YÜZEYSEL sıf.
1. Yüzeye ilişkin, yüzeyle ilgili; sathi: Bir duvarın yüzeysel nemi.
2. Bir kimsenin derin duyguları anlatmayan ya da öyle görünen davranışı için kullanılır: Yüzeysel bir nezaket. Yüzeysel bir neşe.
3. Yüzeyde kalan, derinliği olmayan şey için kullanılır: Soruna ilişkin yalnızca yüzeysel düşünceleri olmak. Yüzeysel bir görüş.
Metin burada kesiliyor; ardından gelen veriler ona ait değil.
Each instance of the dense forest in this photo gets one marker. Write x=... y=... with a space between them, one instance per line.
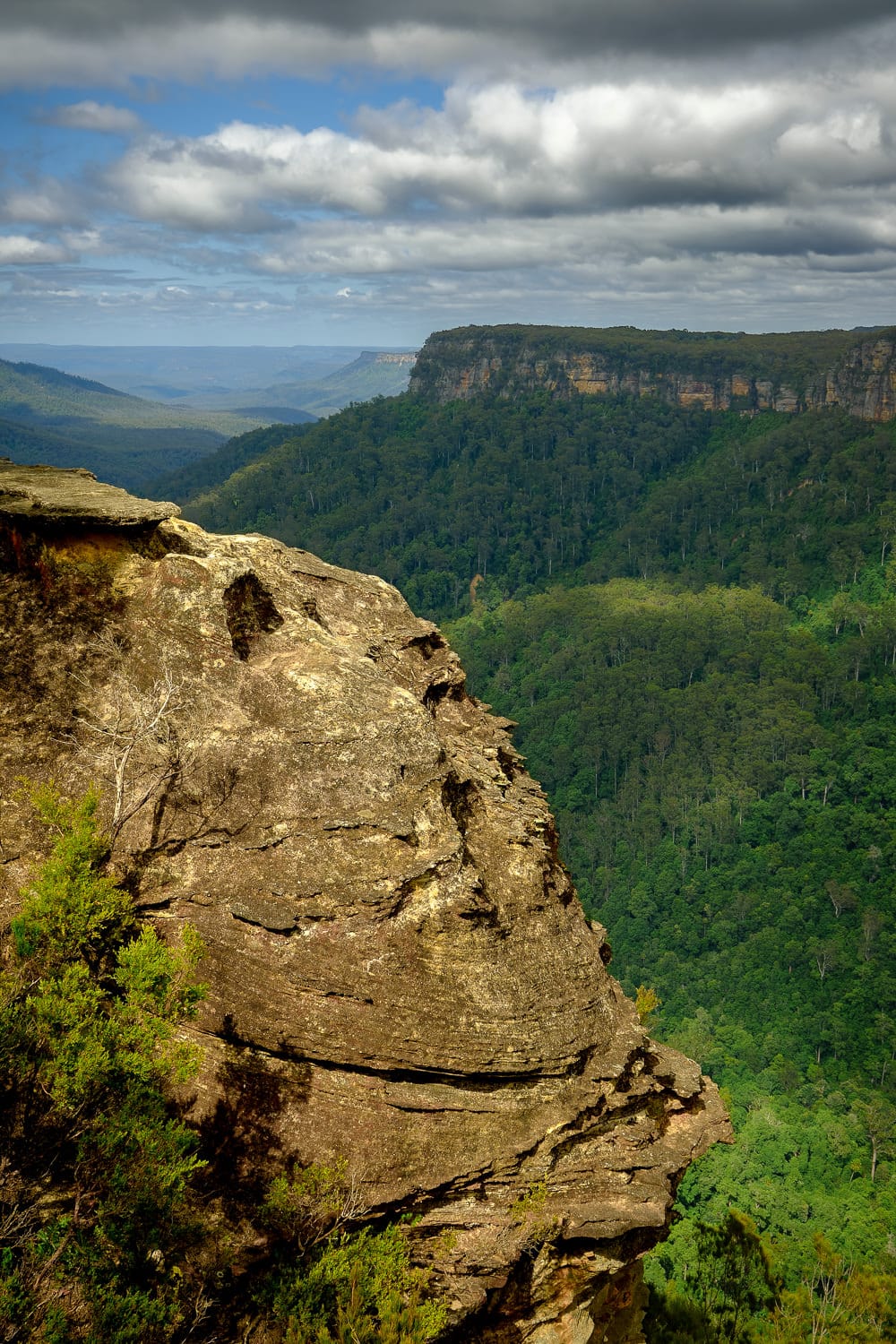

4. Aceleye getirilmiş, üstünkörü yapılmış, şişirilmiş bir iş için kullanılır: Yüzeysel bir çalışma.
5. Derin düşünemeyen, derin düşünme yeteneğinden yoksun bir kimse için kullanılır: Hoş olmasına hoş bir çocuk ama yüzeysel. Yüzeysel bir insan.
—Akust. ve Elektromanyet. Yüzeysel güç ya da yüzeysel güç yoğunluğu, bir yüzeyin arasından iletilen akustik ya da elekromanyetik bir dalganın birim enine alan başına gücü.
—Dilbil. Yüzeysel yapı, üretici dilbilgisinde, derin yapıda dönüşümler sonucu üretilerek gerçekleştirilmiş cümlenin sözdizimsel düzenlenişi.
—Tarım. Yüzeyse! akaçlama, yüzeysel suların akıtılmasıyla toprağın kurutulması. (Yüzeysel akaçlama, uygun yüzey çalışmalarıyla kolaylaştırılır: pulluk izi, ark, hendek.)